U.S. stock futures remained steady Tuesday morning as investors waited for data on consumer confidence and continued to hang on the every word of Federal Reserve officials. The market declined for three straight days after reaching record highs last week, when the Fed made the surprise announcement that it would not start tapering bond purchases. Investors and economists are confused as to what direction the Fed will now take, and that confusion has shown in the market.
Futures at 8:30 a.m.: DJIA: +0.01%, S&P 500: -0.06%, NASDAQ: +0.11%.
Here’s your cheat sheet to what’s buzzing this morning.
BlackBerry (NASDAQ:BBRY) is being taken private by Fairfax Financial Holdings, the company’s biggest shareholder, for $4.7 billion. According to Bloomberg, that figure is the cheapest-ever valuation for a North American technology or telecommunications takeover. During its prime, BlackBerry was valued at $83 billion. Fairfax CEO Prem Watsa stepped down from BlackBerry’s board after the company announced it was seeking offers last month, fueling rumors that Fairfax was in the running to purchase the struggling smartphone maker.

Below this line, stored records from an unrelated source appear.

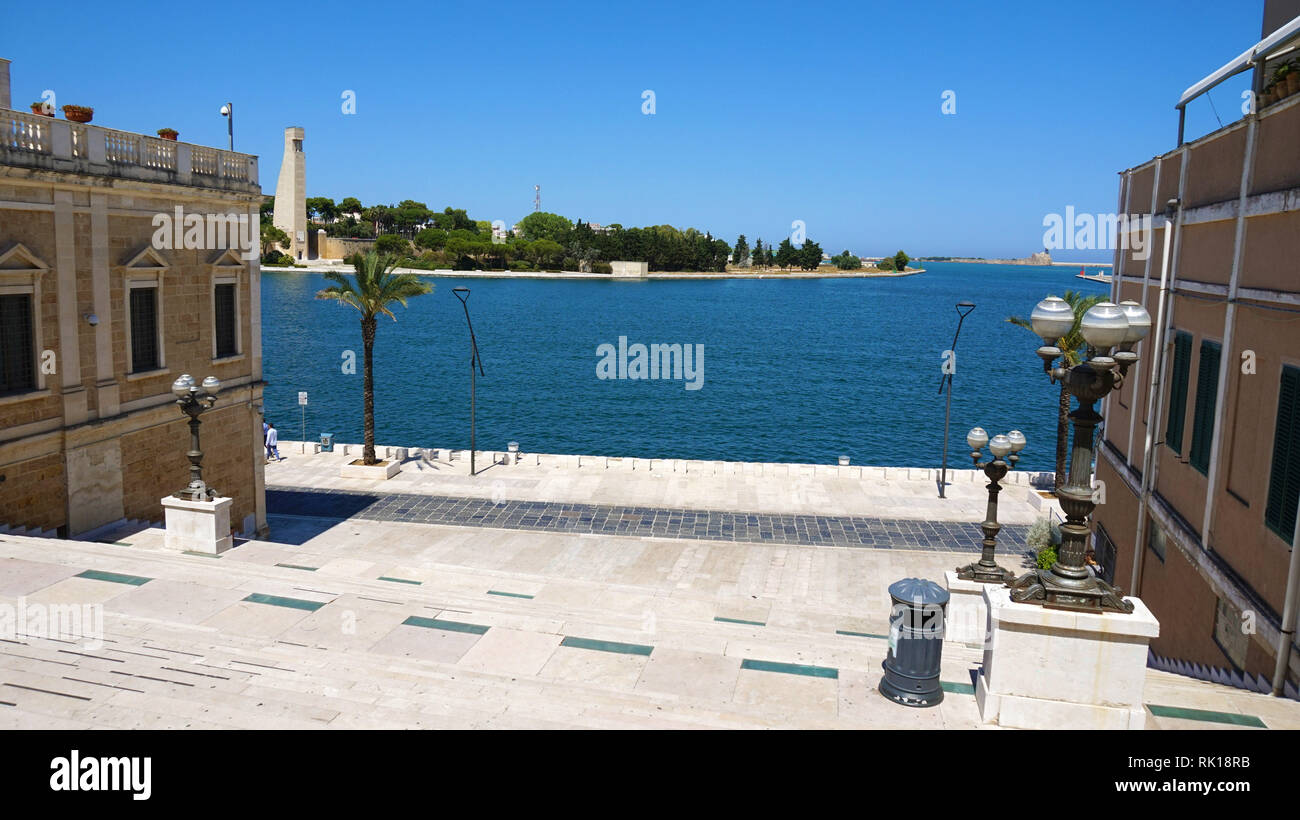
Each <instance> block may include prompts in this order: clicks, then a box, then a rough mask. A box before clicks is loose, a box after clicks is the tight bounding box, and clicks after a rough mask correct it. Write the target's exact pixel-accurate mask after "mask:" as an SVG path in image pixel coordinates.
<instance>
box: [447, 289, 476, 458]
mask: <svg viewBox="0 0 1300 820" xmlns="http://www.w3.org/2000/svg"><path fill="white" fill-rule="evenodd" d="M451 292H454V294H455V295H456V299H459V300H460V305H461V307H463V308H464V309H465V324H467V325H468V326H469V474H471V476H473V474H474V369H477V370H478V376H482V374H484V363H482V360H481V359H480V357H478V342H477V339H474V324H473V322H472V321H469V288H468V287H452V288H451Z"/></svg>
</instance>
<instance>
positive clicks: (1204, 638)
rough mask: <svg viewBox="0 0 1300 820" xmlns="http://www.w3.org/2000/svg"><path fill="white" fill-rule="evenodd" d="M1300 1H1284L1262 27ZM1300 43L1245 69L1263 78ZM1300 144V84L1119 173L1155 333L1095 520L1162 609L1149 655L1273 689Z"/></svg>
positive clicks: (1128, 413) (1137, 283) (1285, 11)
mask: <svg viewBox="0 0 1300 820" xmlns="http://www.w3.org/2000/svg"><path fill="white" fill-rule="evenodd" d="M1282 6H1287V8H1286V9H1283V8H1282ZM1297 14H1300V3H1295V1H1290V3H1271V1H1270V3H1269V4H1268V10H1266V13H1265V26H1264V36H1265V38H1268V36H1269V35H1273V34H1274V32H1277V31H1278V30H1279V29H1282V27H1283V26H1284V25H1286V23H1290V22H1291V21H1292V18H1295V17H1296V16H1297ZM1295 44H1296V42H1295V40H1292V42H1291V43H1290V44H1286V43H1284V44H1283V45H1282V47H1279V49H1278V52H1277V53H1275V55H1274V56H1273V58H1270V60H1269V61H1268V62H1266V64H1264V65H1262V66H1256V68H1253V69H1242V70H1243V71H1245V70H1253V71H1256V73H1257V74H1258V77H1257V79H1256V81H1255V82H1256V86H1255V87H1256V88H1257V90H1258V88H1262V87H1264V84H1265V83H1266V82H1268V78H1269V77H1270V75H1271V71H1273V70H1274V68H1275V66H1277V65H1279V64H1282V62H1284V61H1288V60H1294V58H1296V57H1297V52H1295V51H1291V48H1294V45H1295ZM1235 49H1236V48H1235V44H1234V47H1230V48H1229V49H1227V51H1235ZM1270 53H1273V52H1270ZM1213 77H1214V75H1212V78H1213ZM1212 78H1206V79H1212ZM1196 88H1197V86H1193V87H1192V88H1190V90H1188V95H1192V94H1193V91H1195V90H1196ZM1188 95H1184V100H1183V101H1180V105H1182V104H1186V101H1187V96H1188ZM1171 125H1173V123H1171ZM1171 131H1173V129H1171ZM1179 142H1182V135H1180V136H1179ZM1297 146H1300V94H1296V95H1292V96H1290V97H1287V99H1282V100H1281V101H1277V103H1273V104H1268V105H1258V107H1256V109H1253V110H1251V113H1248V114H1245V116H1244V117H1243V118H1242V120H1239V121H1238V122H1234V123H1230V125H1227V126H1225V127H1221V129H1219V130H1217V131H1214V133H1212V134H1208V135H1205V136H1203V138H1200V139H1196V140H1192V142H1188V143H1184V144H1180V146H1178V147H1177V148H1175V149H1174V151H1170V152H1167V153H1164V155H1161V156H1158V157H1154V159H1153V160H1151V161H1148V162H1144V164H1141V165H1138V166H1135V168H1130V169H1128V170H1125V172H1122V174H1121V185H1119V212H1121V213H1122V214H1127V216H1128V217H1130V222H1128V224H1130V225H1132V224H1135V221H1136V218H1138V217H1148V218H1151V220H1152V224H1153V226H1154V230H1153V231H1152V235H1151V237H1149V242H1148V243H1147V244H1148V246H1149V250H1148V251H1147V252H1143V251H1139V248H1138V246H1139V244H1140V243H1130V244H1131V246H1132V247H1131V248H1128V250H1121V251H1117V255H1115V268H1114V273H1115V275H1114V279H1113V285H1112V287H1113V291H1112V298H1113V299H1114V300H1115V301H1119V300H1123V299H1132V300H1136V301H1139V303H1141V304H1144V305H1147V309H1148V311H1149V312H1151V314H1152V317H1153V331H1152V335H1151V337H1148V339H1147V340H1145V342H1143V347H1141V348H1140V352H1141V361H1140V363H1139V364H1138V365H1135V366H1134V368H1132V369H1131V370H1130V374H1128V378H1127V383H1126V385H1125V386H1123V389H1122V390H1121V391H1119V392H1117V394H1114V395H1112V396H1110V398H1109V399H1108V407H1106V409H1105V418H1106V421H1105V429H1104V433H1102V442H1101V444H1100V447H1099V456H1097V478H1099V482H1100V483H1101V485H1104V487H1105V489H1104V493H1105V495H1104V503H1102V504H1101V506H1100V507H1099V509H1097V513H1096V519H1095V520H1096V526H1095V533H1093V538H1095V545H1096V547H1097V555H1099V557H1102V559H1104V564H1105V565H1106V572H1108V574H1109V573H1113V576H1114V582H1115V583H1118V585H1119V586H1121V587H1123V590H1125V593H1126V594H1131V595H1139V596H1141V599H1143V600H1144V602H1145V603H1147V604H1148V606H1149V607H1151V609H1152V612H1154V613H1156V616H1157V617H1158V619H1160V622H1161V630H1160V637H1158V638H1157V639H1154V641H1152V651H1154V652H1156V654H1157V655H1161V656H1166V658H1174V659H1179V660H1184V661H1190V663H1196V664H1203V665H1205V667H1214V668H1222V669H1226V671H1236V672H1238V673H1243V674H1247V676H1249V677H1251V678H1252V680H1257V678H1261V677H1262V678H1264V680H1266V681H1269V682H1270V684H1273V685H1277V681H1278V677H1277V676H1275V664H1277V659H1278V655H1279V651H1283V652H1284V650H1282V648H1281V647H1283V646H1286V645H1288V643H1290V645H1291V650H1290V660H1288V663H1287V664H1286V665H1287V669H1286V672H1284V673H1283V677H1284V678H1286V680H1290V681H1291V682H1292V684H1294V682H1295V681H1296V680H1297V677H1300V650H1297V648H1296V647H1295V634H1294V626H1295V624H1294V622H1291V624H1290V625H1286V624H1283V622H1282V615H1283V611H1284V602H1286V598H1287V590H1288V585H1290V586H1295V577H1294V574H1288V573H1290V570H1291V567H1292V564H1291V561H1292V552H1294V550H1295V547H1296V545H1295V543H1294V533H1295V525H1296V508H1297V499H1300V147H1297ZM1288 578H1290V583H1288ZM1292 595H1294V591H1292ZM1287 630H1292V632H1290V633H1287Z"/></svg>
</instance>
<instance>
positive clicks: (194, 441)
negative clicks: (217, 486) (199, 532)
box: [172, 373, 221, 502]
mask: <svg viewBox="0 0 1300 820" xmlns="http://www.w3.org/2000/svg"><path fill="white" fill-rule="evenodd" d="M220 391H221V382H220V381H218V379H217V378H216V377H214V376H209V377H208V378H205V379H203V383H201V385H195V383H194V377H192V376H190V374H188V373H186V374H185V376H182V377H181V378H178V379H175V381H174V382H172V392H173V394H174V395H175V403H177V407H179V408H181V412H182V413H185V415H186V416H188V417H190V452H187V454H186V456H188V459H190V483H188V485H187V486H186V487H185V489H183V490H181V491H178V493H177V494H175V498H179V499H185V500H187V502H211V500H212V499H214V498H217V491H216V490H214V489H212V487H209V486H208V485H207V483H204V482H203V450H200V448H199V424H200V422H199V416H201V415H203V413H204V411H208V409H211V408H212V405H213V404H216V403H217V392H220Z"/></svg>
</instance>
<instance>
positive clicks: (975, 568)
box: [957, 428, 1026, 583]
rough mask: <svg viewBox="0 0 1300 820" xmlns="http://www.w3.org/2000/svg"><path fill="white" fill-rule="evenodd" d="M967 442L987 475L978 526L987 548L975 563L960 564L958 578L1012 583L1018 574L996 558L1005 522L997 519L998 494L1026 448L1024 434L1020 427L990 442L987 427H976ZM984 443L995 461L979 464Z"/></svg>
mask: <svg viewBox="0 0 1300 820" xmlns="http://www.w3.org/2000/svg"><path fill="white" fill-rule="evenodd" d="M966 443H967V444H970V447H971V460H972V461H974V463H975V469H982V470H984V474H985V476H988V512H987V513H985V516H984V522H983V524H980V525H979V526H980V529H982V530H984V548H983V550H980V555H979V560H978V561H975V563H974V564H967V565H965V567H958V568H957V577H958V578H961V580H962V581H975V582H978V583H1010V582H1011V581H1013V580H1014V578H1015V573H1013V572H1011V570H1010V569H1005V568H1002V567H998V565H997V561H996V560H993V550H995V548H996V547H997V533H998V530H1001V529H1002V525H1001V524H998V522H997V494H998V493H1001V491H1002V485H1001V483H1000V482H1001V481H1002V478H1004V477H1006V473H1008V470H1010V469H1014V468H1015V461H1019V460H1021V456H1019V455H1017V454H1018V452H1019V451H1021V450H1024V443H1026V442H1024V434H1023V433H1021V431H1019V430H1011V431H1010V433H1008V434H1006V435H995V437H993V439H992V441H989V438H988V433H985V431H984V428H975V429H974V430H971V431H970V433H969V434H967V435H966ZM984 444H988V450H989V452H992V454H993V460H991V461H988V463H985V464H980V463H979V456H980V450H983V448H984ZM1004 457H1008V459H1009V460H1010V461H1011V464H1010V465H1009V464H1008V463H1006V461H1004V460H1002V459H1004Z"/></svg>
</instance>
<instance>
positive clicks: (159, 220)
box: [152, 205, 257, 259]
mask: <svg viewBox="0 0 1300 820" xmlns="http://www.w3.org/2000/svg"><path fill="white" fill-rule="evenodd" d="M152 224H153V227H155V229H156V230H155V231H153V250H155V251H172V250H177V251H225V250H226V248H234V250H237V251H242V253H240V255H242V256H243V257H244V259H257V246H256V244H255V243H253V237H252V224H251V222H250V221H248V214H247V213H185V211H183V209H182V208H181V205H177V207H175V214H174V216H173V214H170V213H155V214H153V222H152Z"/></svg>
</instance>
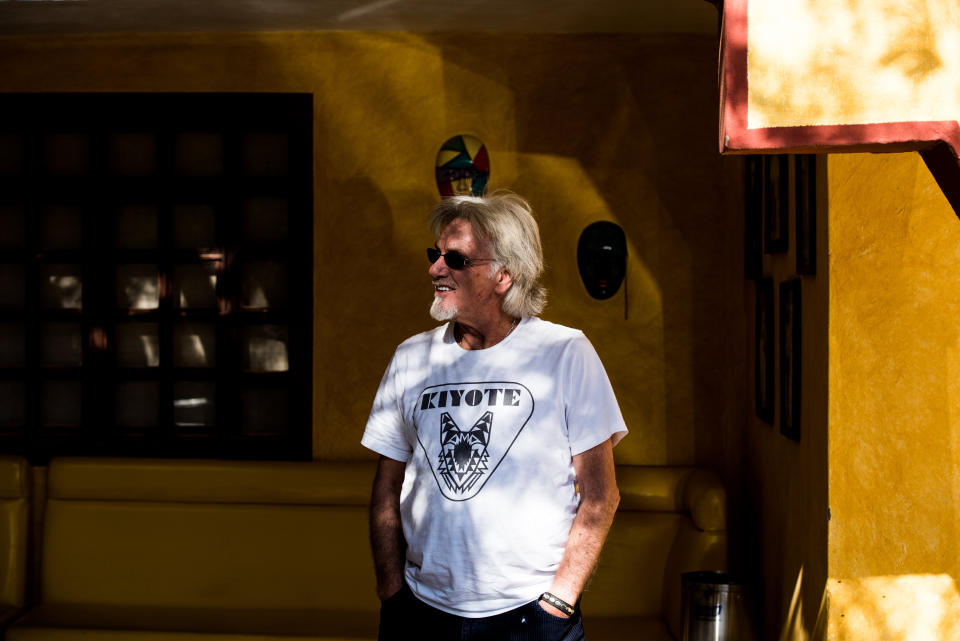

Chrysler Group LLC has filed for a $100 million IPO despite a persisting valuation feud between Chrysler’s majority shareholder, Fiat (FIATY.PK), and the United Auto Workers union, which is the second largest shareholder. On Tuesday, Fiat told The Wall Street Journal that the regulatory filing doesn’t mean the sale will necessarily take place. In the filing, which was seen by the Journal, Fiat said that if it couldn’t gain control over the company, it would turn its back on Chrysler. Fiat will likely be increasing its efforts to reach a deal with the UAW.
Citigroup (NYSE:C) is cutting 1,000 mortgage jobs because its mortgage origination business has slowed down, Reuters reported Monday night. The jobs Citi is cutting are focused in the Las Vegas, Nevada, and Irving, Texas, areas. High interest rates have greatly reduced demand for loans and refinancing. Citigroup will report a sharp drop in overall revenue due to a slump in the trading market when the company reports earnings, people familiar with the matter told the Financial Times. The mortgage job cuts are yet another sign that the bank is struggling.
Boeing’s (NYSE:BA) bid to supply South Korea with its Boeing F-15 Silent Eagle fighter jets has been rejected even though it was the only bid the country received that was under budget. Bloomberg reports that the country believes Boeing’s jets aren’t advanced enough to contend with a significant threat from North Korea. South Korea is holding a new tender for the 60 fighter jet order.